O Superior Tribunal de Justiça (STJ) decidiu nesta terça-feira, 7 de maio, autorizar a retomada da ação penal contra o ex-presidente da Vale, Fabio Schvartsman. A decisão envolve apurar responsabilidade penal pelo rompimento da barragem da Mina do Córrego do Feijão, em Brumadinho, em 2019.
Por maioria, os ministros da Sexta Turma acompanharam o recurso do Ministério Público para derrubar decisão do Tribunal Regional Federal da 6ª Região. O TRF6 havia paralisado a ação em março de 2024, alegando ausência de provas suficientes de envolvimento de Schvartsman.

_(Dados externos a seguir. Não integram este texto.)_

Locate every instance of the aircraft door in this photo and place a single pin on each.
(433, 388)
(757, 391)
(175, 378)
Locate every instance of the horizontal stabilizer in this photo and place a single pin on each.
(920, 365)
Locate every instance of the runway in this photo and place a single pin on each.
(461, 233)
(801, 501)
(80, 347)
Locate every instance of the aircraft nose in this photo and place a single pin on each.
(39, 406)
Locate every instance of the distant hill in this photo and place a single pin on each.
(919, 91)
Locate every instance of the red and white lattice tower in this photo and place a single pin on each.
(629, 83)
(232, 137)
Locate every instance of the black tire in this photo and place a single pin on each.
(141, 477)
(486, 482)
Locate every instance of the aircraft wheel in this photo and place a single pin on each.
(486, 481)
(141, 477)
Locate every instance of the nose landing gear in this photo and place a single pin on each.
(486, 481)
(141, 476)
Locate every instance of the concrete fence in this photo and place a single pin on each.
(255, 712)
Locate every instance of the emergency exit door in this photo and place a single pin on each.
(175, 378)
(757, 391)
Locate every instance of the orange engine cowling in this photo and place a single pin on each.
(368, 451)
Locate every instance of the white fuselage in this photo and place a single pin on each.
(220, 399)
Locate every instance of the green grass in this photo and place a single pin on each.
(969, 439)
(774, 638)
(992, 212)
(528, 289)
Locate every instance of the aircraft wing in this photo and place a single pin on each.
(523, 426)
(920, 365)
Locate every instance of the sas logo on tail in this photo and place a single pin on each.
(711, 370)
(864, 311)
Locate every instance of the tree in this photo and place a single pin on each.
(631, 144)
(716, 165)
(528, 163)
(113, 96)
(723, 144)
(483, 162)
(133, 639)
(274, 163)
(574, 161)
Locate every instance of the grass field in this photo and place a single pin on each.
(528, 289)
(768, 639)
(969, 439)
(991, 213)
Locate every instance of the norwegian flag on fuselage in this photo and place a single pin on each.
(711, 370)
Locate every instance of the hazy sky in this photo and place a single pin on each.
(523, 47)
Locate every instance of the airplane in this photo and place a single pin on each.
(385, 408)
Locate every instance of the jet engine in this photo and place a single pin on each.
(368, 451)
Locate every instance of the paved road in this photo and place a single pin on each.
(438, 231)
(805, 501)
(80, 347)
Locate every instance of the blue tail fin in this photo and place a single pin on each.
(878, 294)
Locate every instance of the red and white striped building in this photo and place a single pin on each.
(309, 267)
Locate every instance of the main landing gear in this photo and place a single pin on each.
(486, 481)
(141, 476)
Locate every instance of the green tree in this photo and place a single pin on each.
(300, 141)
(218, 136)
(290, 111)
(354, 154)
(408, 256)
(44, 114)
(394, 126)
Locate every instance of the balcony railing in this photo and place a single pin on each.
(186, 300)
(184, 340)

O julgamento no STJ teve início em setembro do ano passado e foi suspenso três vezes por pedidos de vista dos ministros. A defesa de Schvartsman pediu a manutenção da decisão do TRF6, sustentando que não há responsabilização do ex-presidente.
O rompimento ocorreu em janeiro de 2019, resultado na retirada de mais de 270 corpos pelos bombeiros entre os rejeitos. A tragédia provocou consequências humanas, ambientais e legais de grande repercussão no Brasil.
Contexto da decisão
A retomada processual permite que a Justiça Federal em Minas Gerais analise novamente a responsabilização penal de Schvartsman. A ação corre no âmbito da Justiça Federal, com foco em crimes que teriam relação com a gestão da empresa à época.
Segundo o MPF, o caso envolve omissões e condutas que teriam contribuído para o desastre. A defesa do ex-presidente sustenta que as evidências não comprovam participação direta no rompimento.
A Vale, empresa envolvida no caso, não teve o foco da decisão alterado pela Sexta Turma. Atualmente, o processo tramita para apurar responsabilidades de ex-dirigentes e eventuais falhas de governança.